Взвыли псы. Не залаяли, а взвыли, словно бы шерсть дыбом, а хвост поджат. И сразу же в отворенное окно ворвался отчаянный треск садовых деревьев, мертвый, прерывистый стук черепицы, сорванной с кровель, а потом уже ничего нельзя было различить, кроме грохота и скрежета.
Ссылки на "невозможность выразить словами" — жалки, как прошение о помиловании; призывы к воображению читателя — несостоятельны, как подложный вексель; сетования на слепую стихию — ветхи, как шушун прабабушки. Бессильный изобразить хаос, сообщаю протокольно: почти каждое пятилетие ураганы громили Мартинику.
Взметывая клубы пыли, рушились дома и колокольни. Пальмы, зловеще присвистывая, неслись по воздуху, обгоняя черный полет кладбищенских крестов. Рейд поглотил корабли. Потом вздыбилась гигантская волна и, мгновенно наращивая скорость, понеслась на остров…
Ужасное происшествие потрясло пишущего эти строки. Его неудержимо потянуло домой, в Петербург, где наводнения куда реже, чем ураганы в Вест-Индии.
Капитана Баха тоже влекло к невским берегам. Сопротивляясь ностальгии, капитан не покидал Новый Свет.
Сопровождать г-на Баха значило подвергнуться бессчетным опасностям. Не сопровождать г-на Баха значило отпраздновать труса. Стыдясь самого себя, пишущий эти строки под всяческими предлогами долго отлынивал от роли сопровождающего, за что нынче и расплачивается отсутствием множества страниц, от которых у читателя захватило бы дух.
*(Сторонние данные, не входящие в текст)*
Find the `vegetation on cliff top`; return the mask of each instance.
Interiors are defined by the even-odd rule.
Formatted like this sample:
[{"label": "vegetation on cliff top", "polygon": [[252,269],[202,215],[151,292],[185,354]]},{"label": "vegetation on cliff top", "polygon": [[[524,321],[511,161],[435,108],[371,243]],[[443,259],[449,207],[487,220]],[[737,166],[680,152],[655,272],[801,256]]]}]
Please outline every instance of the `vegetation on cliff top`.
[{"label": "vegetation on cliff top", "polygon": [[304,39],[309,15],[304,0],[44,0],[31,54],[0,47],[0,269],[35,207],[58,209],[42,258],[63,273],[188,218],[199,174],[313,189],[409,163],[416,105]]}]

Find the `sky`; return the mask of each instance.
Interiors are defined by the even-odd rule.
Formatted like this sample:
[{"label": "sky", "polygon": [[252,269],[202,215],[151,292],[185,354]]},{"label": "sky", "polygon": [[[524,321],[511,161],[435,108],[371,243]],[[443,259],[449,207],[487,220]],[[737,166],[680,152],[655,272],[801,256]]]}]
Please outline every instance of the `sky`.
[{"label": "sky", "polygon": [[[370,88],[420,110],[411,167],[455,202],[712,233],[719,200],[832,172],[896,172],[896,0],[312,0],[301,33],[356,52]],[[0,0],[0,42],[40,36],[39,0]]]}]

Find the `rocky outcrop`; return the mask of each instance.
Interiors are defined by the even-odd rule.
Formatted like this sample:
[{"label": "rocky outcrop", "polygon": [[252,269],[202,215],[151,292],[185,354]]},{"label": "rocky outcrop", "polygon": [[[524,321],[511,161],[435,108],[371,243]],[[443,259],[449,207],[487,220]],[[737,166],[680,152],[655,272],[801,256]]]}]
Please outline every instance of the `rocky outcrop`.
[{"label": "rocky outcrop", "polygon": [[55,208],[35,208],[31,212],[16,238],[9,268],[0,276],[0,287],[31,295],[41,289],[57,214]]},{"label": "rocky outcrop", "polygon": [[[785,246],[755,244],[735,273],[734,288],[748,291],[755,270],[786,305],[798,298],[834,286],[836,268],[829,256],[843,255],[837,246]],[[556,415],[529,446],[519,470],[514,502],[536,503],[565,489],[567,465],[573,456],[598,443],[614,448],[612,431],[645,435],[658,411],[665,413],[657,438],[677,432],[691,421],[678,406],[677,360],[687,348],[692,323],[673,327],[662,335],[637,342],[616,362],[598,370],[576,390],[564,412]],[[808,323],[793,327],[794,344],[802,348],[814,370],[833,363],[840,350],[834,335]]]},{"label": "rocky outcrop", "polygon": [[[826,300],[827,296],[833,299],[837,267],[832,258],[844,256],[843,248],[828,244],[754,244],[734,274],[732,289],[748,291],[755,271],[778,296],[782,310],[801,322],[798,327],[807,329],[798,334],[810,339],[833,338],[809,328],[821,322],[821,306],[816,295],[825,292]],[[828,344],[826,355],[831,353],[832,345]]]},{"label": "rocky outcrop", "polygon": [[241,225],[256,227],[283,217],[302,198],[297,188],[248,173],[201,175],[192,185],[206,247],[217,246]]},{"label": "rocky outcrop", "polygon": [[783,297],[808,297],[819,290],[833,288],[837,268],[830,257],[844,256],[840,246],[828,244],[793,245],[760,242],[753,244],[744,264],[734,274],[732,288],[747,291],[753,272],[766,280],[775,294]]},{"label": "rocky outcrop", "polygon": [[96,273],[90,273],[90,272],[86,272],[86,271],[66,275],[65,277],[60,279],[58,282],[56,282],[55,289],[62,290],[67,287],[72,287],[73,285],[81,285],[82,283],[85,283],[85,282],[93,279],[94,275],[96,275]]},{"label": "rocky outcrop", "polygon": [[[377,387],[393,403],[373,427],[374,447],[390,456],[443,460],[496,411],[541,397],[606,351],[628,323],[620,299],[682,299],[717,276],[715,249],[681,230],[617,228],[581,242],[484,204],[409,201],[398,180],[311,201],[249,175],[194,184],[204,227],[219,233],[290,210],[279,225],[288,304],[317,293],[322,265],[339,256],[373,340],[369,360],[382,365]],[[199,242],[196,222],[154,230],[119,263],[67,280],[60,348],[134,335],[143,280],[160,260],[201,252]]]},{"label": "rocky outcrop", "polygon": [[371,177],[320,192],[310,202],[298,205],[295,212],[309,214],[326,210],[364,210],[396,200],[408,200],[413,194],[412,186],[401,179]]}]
"Сан-Кристобаль", трехмачтовый испанский корабль под золотистым флагом с ослепительно-белой короной, "Сан-Кристобаль" доставил на Кубу капитана Баха, Читатель! Ни один из наших соотечественников доселе не показывался на Кубе!
Куба была как бы заокеанской губернией испанской державы, Гавана — губернским городом.
Капитан Бах поселился на окраине Гаваны, Жил не то чтобы скрытно, но и не то чтобы нараспашку. Словно бы вопреки своему капитанству, завел мирную аптеку и обзавелся двумя-тремя учениками, учил их французскому, учился у них испанскому.
Однако довольно, Не следует играть в конспирации, если опять была конспирация всерьез. К тому же сообразительный читатель уже, несомненно, рассмеялся над беллетристической уловкой.
Капитан Бах, "переводчик, агент для российского народа при адмиралтействе Мартиниканском", путешествующий "для примечаний, касающихся до географии, физики и натуральной истории", — так было указано в паспорте. Неунывающий Теодор собственной рукой написал этот паспорт.